Butterfly Weed is an herbaceous perennial that reaches 1-2.5 feet tall and produces beautiful orange blooms in early to mid-summer and on occasion a second time in late summer to early autumn. The blooms make wonderful, long-lasting cut flowers. It's recommended to cut the stems when more than half the flowers are open. Once the flowers have been cut from the plant, buds do not easily open.
This plant prefers full sun and drier soil conditions – it won't do well or survive in overly wet soil conditions. It is drought tolerant and as a bonus Deer don't like it! Butterfly Weed does produce a tap root which makes it difficult to transplant once it's established and it's best to make sure to choose a permanent location at planting.
Consider mulching young plants over winter since they can sometimes heave up out of the ground, and the mulch will help to protect the plant. Also wait to cut back the foliage in the fall, wait until spring. Butterfly Weed can be slow to emerge in the spring so you'll want to give it a chance to wake up from its winter nap before wondering what happened to it over the winter months.
Other milkweeds contain a milky sap which can cause skin irritation, but this one contains very little of that sap. Butterfly Weed does get the traditional seed pods known as follicles, common with milkweeds, and when it splits open will release seeds with white silky fibers that helps the seeds to be carried along by wind.

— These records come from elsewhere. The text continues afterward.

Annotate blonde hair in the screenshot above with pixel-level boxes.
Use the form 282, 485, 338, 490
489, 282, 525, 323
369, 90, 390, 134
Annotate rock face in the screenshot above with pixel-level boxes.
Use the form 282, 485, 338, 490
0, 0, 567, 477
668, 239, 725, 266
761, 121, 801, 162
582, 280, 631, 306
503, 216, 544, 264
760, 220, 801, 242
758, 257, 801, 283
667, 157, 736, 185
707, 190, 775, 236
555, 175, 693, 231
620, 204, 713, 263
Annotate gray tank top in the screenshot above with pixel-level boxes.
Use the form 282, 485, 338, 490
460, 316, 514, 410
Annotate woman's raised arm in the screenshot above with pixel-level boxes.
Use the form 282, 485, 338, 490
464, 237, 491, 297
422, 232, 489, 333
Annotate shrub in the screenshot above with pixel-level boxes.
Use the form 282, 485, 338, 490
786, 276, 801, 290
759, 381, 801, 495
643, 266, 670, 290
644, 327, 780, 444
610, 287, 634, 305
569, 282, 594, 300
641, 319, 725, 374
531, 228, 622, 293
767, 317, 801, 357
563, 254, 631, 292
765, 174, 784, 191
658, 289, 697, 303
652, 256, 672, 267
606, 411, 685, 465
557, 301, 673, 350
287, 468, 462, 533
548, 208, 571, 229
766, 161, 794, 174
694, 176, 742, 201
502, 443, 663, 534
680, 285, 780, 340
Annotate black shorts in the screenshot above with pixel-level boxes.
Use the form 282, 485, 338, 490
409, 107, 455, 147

When I was doing research on Butterfly Weed, I came across some interesting facts about milkweed. The seed fibers have been spun into yarn and woven into fabric and the fibers in the stems have been used to make string and rope. Research has actually found evidence of fibers from milkweed in prehistoric textiles in the Pueblo region. I always find it interesting to see how plants are used and this is definitely no exception!
Why don't you considering planting a Butterfly Weed in your garden this year and help to celebrate the 2017 Perennial Plant of the Year!